Bevoegdheid om de belastingplichtige aan te wijzen

Indien ter zake van hetzelfde voorwerp van de belasting of hetzelfde belastbare feit twee of meer personen belastingplichtig zijn, kan de ambtenaar belast met de heffing de aanslag ten name van een van hen stellen. Deze bevoegdheid is vastgelegd in artikel 142, eerste lid, van de Waterschapswet en met betrekking tot de verontreinigingsheffing in artikel 7.11, eerste lid, van de Waterwet.

 

Uitgangspunten

Bij de keuze van criteria op grond waarvan belastingplichtigen worden aangewezen, staat in de regel een doelmatige uitvoeringspraktijk voorop. Gezien het massale karakter van de aanslagregeling berust het beleid voor het aanwijzen van belastingplichtigen daarom op eenvoudige, algemeen geldende regels. Bij het bevorderen van een doelmatige uitvoeringspraktijk wordt ook gestreefd de aanslag op te leggen aan degene die geacht kan worden de aanslag te betalen. Daarnaast is gezocht naar een mogelijkheid om tegemoet te komen aan het verzoek van belastingplichtigen om wijziging van de tenaamstelling van de aanslag.

 

Artikelsgewijze toelichting

 

Artikel 1

In dit artikel is de voorkeursvolgorde op grond waarvan een belastingplichtige ter zake van gebouwde en/of ongebouwde zaken (inclusief natuurterreinen) wordt aangewezen tot uitdrukking gekomen.

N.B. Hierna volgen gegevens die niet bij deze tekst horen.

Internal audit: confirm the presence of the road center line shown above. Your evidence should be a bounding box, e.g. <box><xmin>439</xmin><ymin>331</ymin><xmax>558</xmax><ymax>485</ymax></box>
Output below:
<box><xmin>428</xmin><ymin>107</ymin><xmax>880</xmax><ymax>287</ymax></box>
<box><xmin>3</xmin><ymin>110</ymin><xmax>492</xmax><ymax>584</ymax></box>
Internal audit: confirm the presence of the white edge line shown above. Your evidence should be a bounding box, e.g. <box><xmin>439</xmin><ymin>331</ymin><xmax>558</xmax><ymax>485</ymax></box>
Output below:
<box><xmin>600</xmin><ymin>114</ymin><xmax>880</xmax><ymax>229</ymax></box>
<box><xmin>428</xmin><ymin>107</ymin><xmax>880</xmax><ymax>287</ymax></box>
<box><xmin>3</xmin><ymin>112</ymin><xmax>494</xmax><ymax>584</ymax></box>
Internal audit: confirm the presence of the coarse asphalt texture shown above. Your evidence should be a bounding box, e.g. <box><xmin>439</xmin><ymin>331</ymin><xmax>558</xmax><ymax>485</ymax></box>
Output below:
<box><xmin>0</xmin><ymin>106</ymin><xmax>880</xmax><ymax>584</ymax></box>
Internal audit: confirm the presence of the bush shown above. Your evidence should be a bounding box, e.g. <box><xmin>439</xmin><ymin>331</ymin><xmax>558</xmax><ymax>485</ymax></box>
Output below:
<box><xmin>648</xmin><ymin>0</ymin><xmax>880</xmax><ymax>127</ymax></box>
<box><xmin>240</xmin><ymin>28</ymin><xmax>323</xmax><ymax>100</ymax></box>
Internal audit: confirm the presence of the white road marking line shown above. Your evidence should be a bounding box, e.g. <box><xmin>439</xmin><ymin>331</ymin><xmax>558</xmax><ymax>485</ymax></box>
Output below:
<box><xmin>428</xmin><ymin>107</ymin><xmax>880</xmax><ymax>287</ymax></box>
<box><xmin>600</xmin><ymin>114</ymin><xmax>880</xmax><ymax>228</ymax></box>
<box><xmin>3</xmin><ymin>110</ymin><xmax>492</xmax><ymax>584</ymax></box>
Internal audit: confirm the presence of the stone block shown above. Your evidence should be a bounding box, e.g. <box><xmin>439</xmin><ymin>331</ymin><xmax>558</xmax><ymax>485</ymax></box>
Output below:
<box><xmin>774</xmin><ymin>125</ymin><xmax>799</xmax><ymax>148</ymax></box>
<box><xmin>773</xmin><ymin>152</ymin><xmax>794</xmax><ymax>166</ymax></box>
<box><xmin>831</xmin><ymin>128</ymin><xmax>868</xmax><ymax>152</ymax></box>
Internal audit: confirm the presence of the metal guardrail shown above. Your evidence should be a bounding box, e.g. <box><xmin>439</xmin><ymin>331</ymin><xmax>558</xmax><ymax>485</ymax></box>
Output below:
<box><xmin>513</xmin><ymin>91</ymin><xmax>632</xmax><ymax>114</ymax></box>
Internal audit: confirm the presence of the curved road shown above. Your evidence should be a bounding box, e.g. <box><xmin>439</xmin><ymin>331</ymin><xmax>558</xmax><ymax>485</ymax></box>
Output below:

Artikel 119 van de Waterschapswet biedt reeds een uitputtende regeling voor de gevallen waarin de onroerende zaak is onderworpen aan beperkte rechten, zodat in deze gevallen geen sprake is van beleidsvrijheid. Indien de onroerende zaak is onderworpen aan verschillende beperkte rechten geeft het derde lid van artikel 119 van de Waterschapswet de volgorde aan.

 

Onderdeel a vindt toepassing indien ten aanzien van een onroerende zaak meerdere personen gelijkwaardige rechten krachtens eigendom, bezit of beperkt recht hebben, maar met ongelijke aandelen van het recht. In dat geval wordt de aanslag opgelegd aan degene met het grootste aandeel in het recht. Het kan daarbij gaan om een gedeeld recht krachtens eigendom, maar ook om een gedeeld beperkt recht. De situatie dat het eigendomsrecht of een beperkt recht door vererving bij meerdere personen berust, komt geregeld voor.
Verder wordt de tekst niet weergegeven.